There are three main imaging modes, each suitable for different types of assay. Below they are briefly described. You can select multiple light presets at the same time

Bottom light

Bottom light petri dish example (same as below)

Only works with the white, translucent trays. Gives an even, diffuse light from the bottom of the machine. This mode is optimal for most types of samples. It’s available in a “low” exposure mode for very transparent media, and the default mode, “medium”, which provides perfect illumination for a wide variety of common plate types.

Top light

Top light petri dish example (same as above)

The top light uses a ring light around the camera head itself, and illuminates the plates from the top. This is available in three different exposure levels, “low”, “medium” and “high” to span a wide spectrum of sample types. Each image is taken and pre-processed using a proprietary algorithm to reduce reflections as much as possible.
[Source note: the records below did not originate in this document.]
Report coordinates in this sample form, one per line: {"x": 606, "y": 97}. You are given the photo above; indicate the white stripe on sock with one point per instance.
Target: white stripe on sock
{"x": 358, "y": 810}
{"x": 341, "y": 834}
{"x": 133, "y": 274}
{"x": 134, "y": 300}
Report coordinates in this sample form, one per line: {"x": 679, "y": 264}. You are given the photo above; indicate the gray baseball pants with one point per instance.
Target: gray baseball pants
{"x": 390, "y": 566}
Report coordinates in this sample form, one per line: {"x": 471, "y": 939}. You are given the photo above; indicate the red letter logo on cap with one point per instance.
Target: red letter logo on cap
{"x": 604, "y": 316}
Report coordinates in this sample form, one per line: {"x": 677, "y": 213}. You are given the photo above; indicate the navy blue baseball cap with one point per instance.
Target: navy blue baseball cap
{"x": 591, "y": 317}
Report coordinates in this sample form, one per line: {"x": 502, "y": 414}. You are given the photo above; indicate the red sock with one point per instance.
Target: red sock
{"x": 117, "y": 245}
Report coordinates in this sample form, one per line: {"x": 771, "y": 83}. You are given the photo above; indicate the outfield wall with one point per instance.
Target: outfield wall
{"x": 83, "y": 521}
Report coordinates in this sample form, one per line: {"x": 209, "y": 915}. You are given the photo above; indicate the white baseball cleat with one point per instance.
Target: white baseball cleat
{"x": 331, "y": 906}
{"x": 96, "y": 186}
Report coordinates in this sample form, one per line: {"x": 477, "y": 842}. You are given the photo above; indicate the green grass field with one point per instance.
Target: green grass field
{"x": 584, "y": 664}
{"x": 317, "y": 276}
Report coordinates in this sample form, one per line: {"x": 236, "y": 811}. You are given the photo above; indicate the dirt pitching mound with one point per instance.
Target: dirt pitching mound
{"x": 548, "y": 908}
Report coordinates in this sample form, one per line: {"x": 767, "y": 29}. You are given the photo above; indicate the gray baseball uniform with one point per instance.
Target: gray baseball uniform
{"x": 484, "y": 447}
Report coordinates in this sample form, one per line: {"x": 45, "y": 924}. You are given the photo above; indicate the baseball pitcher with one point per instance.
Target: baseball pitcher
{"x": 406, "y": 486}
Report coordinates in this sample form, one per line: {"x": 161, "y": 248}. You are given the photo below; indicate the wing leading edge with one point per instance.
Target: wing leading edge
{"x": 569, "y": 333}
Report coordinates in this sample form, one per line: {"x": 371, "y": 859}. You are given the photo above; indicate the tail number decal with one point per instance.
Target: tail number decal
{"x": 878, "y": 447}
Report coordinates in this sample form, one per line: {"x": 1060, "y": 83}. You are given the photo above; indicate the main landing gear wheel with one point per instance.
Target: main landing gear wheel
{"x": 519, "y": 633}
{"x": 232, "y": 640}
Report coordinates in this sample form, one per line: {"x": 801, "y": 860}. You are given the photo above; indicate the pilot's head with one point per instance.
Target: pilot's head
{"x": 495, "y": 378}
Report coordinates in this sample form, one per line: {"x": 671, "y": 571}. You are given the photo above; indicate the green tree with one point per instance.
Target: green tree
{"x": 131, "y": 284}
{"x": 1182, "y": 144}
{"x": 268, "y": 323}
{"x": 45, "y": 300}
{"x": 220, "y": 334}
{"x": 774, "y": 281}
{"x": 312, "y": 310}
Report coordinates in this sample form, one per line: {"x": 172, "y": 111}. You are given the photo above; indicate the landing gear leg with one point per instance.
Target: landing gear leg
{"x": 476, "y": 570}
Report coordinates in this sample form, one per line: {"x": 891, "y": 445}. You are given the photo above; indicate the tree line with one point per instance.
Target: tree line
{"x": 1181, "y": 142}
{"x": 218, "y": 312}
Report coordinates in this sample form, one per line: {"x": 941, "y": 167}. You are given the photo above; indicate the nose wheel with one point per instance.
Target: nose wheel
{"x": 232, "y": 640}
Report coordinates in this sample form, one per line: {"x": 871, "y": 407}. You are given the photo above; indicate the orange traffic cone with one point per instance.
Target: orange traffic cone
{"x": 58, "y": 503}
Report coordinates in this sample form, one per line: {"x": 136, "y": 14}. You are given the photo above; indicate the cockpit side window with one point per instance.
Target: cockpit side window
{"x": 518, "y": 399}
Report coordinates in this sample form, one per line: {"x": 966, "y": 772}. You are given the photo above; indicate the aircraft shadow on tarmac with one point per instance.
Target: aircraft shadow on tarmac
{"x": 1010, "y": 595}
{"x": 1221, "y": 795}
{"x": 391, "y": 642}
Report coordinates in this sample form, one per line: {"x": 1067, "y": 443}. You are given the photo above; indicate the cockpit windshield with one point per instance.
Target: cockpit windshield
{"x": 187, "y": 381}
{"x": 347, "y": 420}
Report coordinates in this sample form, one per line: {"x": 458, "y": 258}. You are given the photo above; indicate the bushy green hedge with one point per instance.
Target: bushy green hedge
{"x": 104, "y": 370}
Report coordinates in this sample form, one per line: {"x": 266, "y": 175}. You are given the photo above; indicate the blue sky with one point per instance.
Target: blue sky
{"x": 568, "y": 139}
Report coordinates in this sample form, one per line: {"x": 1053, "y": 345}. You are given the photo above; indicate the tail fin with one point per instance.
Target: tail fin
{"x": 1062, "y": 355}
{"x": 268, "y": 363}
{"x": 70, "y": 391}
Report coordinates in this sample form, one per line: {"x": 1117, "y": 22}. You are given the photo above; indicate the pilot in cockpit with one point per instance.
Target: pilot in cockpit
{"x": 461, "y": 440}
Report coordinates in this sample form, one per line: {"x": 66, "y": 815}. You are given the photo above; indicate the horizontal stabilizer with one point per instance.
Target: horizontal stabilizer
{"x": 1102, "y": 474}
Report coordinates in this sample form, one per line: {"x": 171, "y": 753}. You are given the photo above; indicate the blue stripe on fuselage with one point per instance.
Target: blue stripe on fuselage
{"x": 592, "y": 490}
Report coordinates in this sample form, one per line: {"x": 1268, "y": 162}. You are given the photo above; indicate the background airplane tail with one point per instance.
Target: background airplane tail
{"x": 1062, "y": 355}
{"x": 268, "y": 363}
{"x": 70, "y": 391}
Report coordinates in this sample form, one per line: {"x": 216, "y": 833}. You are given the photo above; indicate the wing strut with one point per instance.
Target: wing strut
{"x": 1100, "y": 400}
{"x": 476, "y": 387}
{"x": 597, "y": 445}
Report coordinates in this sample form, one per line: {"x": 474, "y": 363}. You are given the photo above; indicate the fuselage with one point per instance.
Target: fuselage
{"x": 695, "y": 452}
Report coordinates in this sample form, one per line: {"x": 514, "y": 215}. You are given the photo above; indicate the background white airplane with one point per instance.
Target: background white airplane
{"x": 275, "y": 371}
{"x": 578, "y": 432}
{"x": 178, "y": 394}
The top light works with white or black trays. It provides great capturing of surface morphologies and colours, but is also sensitive to reflections and various lighting artefacts, especially on microtiter plates. We recommend always using the top light among with the “medium bottom light” preset to use as a reference image in case there are reflections.

Fluorescence

The fluorescence imaging modes are the most advanced mode of imaging offered by the system, and requires purchase of the fluorescence module.

Fluorescence imaging should be used with black trays. It uses the top lighting hardware, but only one wavelength of illumination at a time. On top of this, it has an emission filter which filters out light outside the excitation spectrum before it reaches the camera.

The final output should be similar to a regular image, except there should be very little light from anything except those areas of the plate that contain the fluorescent proteins. You can see some examples and more specifications of the fluorescence module here.

The signal after imaging can be very low, but the signal to noise ratio can still be very good. In these cases, the fluorescence image will simply look black when viewed in the user interface. In these cases, for qualitative analysis, you can download the images and increase the exposure manually. To do quantitative analysis, this method is not necessarily linear, and to get accurate absolute results, a fluorescence reference ladder is required. Relative results can still be obtained accurately as long as they are imaged in the same machine and has the same exposure offset.

Because it can be very difficult to troubleshoot fluorescence signal if no other images are taken, we highly recommend taking a regular toplight image along with the fluorescent image to confirm that there is growth on the plate at the timepoint of interest.